Canada will cease air strikes against ISIS by the end of this month but will triple its troops in Iraq to train Kurdish forces fighting the Islamic terror group.
Prime Minister Justin Trudeau said that Canada will withdraw six CF-18 fighter jets by 22 February, but will retain two surveillance planes.
Canadian Armed Forces members in the coalition mission will be increased from 600 to around 830, while the current 69 ground training troops will be tripled.
The country will spend more than C$1.6bn over three years towards improving security, and providing humanitarian aid to the region.
Out of the total funds, C$264m will be utilised to extend the military mission in Iraq and Syria until March 31, 2017, $145m in non-military security efforts, $840m in humanitarian assistance, and $270m to strengthen the forces in Jordan and Lebanon.
Trudeau was quoted by The Guardian as saying: "I'm proud of the mission we've put forward.
"It's complete, it's robust.
"We will be supporting and empowering local forces to take their fight directly to ISIS, so that kilometre by kilometre, they can reclaim their homes, their land and their future."
The decision to stop air strikes is part of the poll promises made last year by Trudeau, who became the prime minister in November.

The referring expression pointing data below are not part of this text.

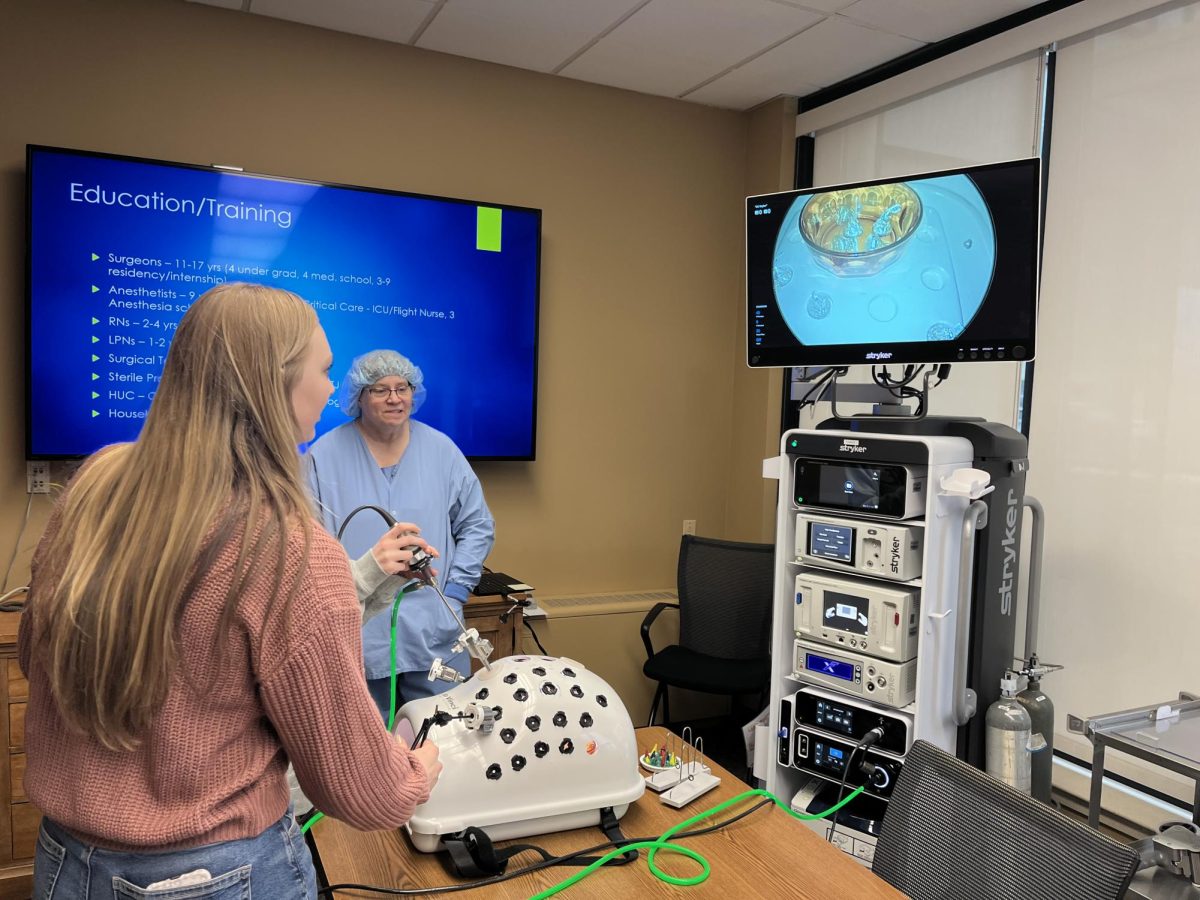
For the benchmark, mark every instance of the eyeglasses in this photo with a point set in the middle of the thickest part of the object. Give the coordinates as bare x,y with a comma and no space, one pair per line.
379,393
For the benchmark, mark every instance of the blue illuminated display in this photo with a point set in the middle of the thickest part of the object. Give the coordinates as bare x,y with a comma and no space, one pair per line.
833,667
120,247
832,541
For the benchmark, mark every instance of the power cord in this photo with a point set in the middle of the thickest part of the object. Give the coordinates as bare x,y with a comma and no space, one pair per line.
535,640
16,544
820,384
869,739
653,844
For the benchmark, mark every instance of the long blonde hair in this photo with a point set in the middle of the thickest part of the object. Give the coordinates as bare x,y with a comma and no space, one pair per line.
143,521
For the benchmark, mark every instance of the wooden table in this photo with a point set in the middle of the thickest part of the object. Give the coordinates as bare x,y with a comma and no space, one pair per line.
767,853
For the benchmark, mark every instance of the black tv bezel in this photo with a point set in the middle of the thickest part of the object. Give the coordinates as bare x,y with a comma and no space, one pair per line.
901,352
30,149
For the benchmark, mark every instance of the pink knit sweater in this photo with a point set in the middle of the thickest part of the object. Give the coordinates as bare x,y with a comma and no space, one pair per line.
213,767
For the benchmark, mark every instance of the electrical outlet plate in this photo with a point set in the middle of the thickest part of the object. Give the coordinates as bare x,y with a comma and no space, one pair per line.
37,477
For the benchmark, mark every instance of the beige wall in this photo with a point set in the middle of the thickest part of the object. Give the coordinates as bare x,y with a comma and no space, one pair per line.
646,413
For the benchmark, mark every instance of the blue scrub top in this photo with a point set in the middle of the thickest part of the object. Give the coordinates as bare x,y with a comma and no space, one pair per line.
432,486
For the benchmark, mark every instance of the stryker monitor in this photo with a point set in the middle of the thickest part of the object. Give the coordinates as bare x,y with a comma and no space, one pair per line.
935,268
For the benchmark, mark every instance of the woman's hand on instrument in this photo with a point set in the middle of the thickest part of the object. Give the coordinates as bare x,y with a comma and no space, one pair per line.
394,551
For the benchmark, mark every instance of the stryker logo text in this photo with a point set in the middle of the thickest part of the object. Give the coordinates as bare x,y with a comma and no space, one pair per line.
1009,545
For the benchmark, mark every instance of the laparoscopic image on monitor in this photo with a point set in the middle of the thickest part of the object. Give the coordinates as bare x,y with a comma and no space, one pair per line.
931,268
119,247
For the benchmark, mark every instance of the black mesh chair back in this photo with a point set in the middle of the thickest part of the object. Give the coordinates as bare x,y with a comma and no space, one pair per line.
725,597
954,833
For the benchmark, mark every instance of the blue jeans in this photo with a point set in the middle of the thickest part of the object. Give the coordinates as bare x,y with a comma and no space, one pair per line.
276,864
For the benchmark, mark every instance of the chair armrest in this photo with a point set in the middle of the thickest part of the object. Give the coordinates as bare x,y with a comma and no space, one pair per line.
649,621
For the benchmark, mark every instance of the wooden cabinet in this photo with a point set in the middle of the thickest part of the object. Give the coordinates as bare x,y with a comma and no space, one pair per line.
19,820
484,613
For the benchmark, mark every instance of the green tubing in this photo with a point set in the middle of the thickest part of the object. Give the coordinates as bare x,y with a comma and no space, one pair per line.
663,844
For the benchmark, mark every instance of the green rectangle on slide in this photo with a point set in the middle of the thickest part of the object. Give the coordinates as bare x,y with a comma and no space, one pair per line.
487,228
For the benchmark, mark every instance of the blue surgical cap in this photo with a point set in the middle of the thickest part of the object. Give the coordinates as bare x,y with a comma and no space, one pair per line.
369,369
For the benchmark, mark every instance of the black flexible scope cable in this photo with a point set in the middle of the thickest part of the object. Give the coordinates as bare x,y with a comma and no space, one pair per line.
869,739
387,517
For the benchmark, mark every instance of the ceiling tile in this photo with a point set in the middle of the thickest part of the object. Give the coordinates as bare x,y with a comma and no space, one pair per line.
528,34
931,19
385,19
222,4
670,46
825,54
819,5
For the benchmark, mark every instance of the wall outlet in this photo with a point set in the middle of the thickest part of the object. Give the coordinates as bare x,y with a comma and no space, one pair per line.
37,477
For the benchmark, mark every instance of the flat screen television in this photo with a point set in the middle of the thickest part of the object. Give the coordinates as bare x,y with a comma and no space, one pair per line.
935,268
119,247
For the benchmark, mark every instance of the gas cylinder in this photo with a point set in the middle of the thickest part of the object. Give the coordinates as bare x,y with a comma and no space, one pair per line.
1007,729
1041,711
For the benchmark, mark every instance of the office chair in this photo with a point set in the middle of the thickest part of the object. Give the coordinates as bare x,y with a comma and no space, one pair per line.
954,833
725,601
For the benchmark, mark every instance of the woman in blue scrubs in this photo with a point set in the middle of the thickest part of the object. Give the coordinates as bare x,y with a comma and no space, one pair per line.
384,457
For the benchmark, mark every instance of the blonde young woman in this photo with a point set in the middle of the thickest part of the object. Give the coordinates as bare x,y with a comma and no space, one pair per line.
190,630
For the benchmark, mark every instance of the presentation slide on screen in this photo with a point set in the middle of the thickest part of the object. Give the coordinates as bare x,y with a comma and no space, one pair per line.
120,249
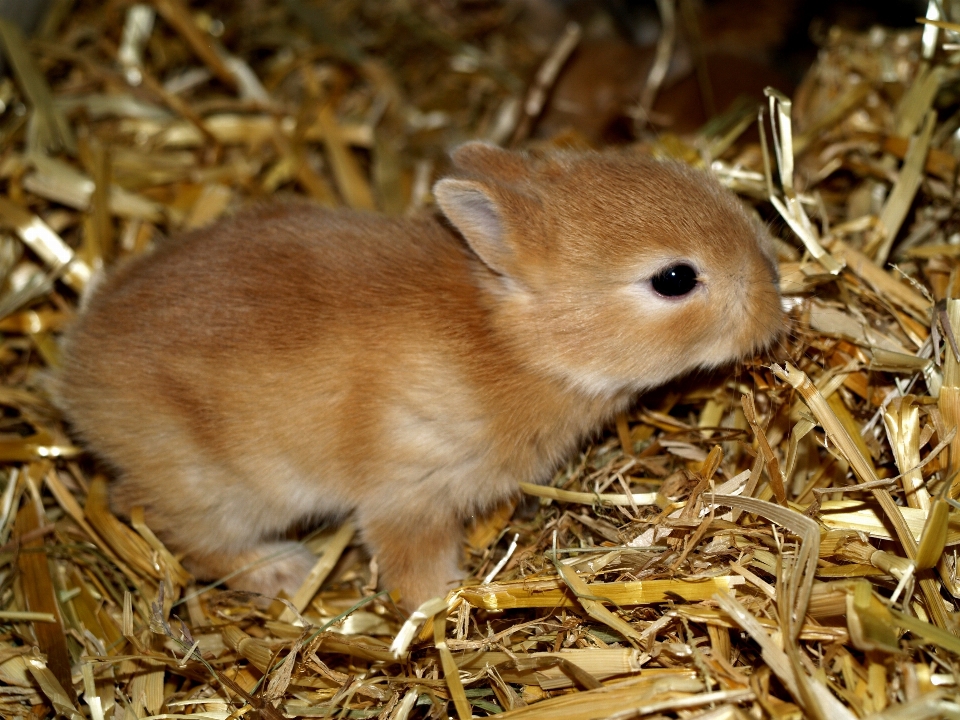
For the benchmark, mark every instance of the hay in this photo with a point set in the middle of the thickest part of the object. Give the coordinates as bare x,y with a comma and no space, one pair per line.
776,542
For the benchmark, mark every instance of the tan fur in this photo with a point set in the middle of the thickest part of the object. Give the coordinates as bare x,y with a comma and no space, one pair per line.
293,362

Trudeau's move is being criticised by the opposition, and is said to be against the public opinion.
Conservative opposition leader Rona Ambrose said: "This prime minister is taking a shameful step backward from our proud traditions by pulling our CF-18s and Canada out of a combat role against the greatest terror threat in the world."
Image: Canada will triple its ground training troops in Iraq. Photo: courtesy of National Defence and the Canadian Armed Forces.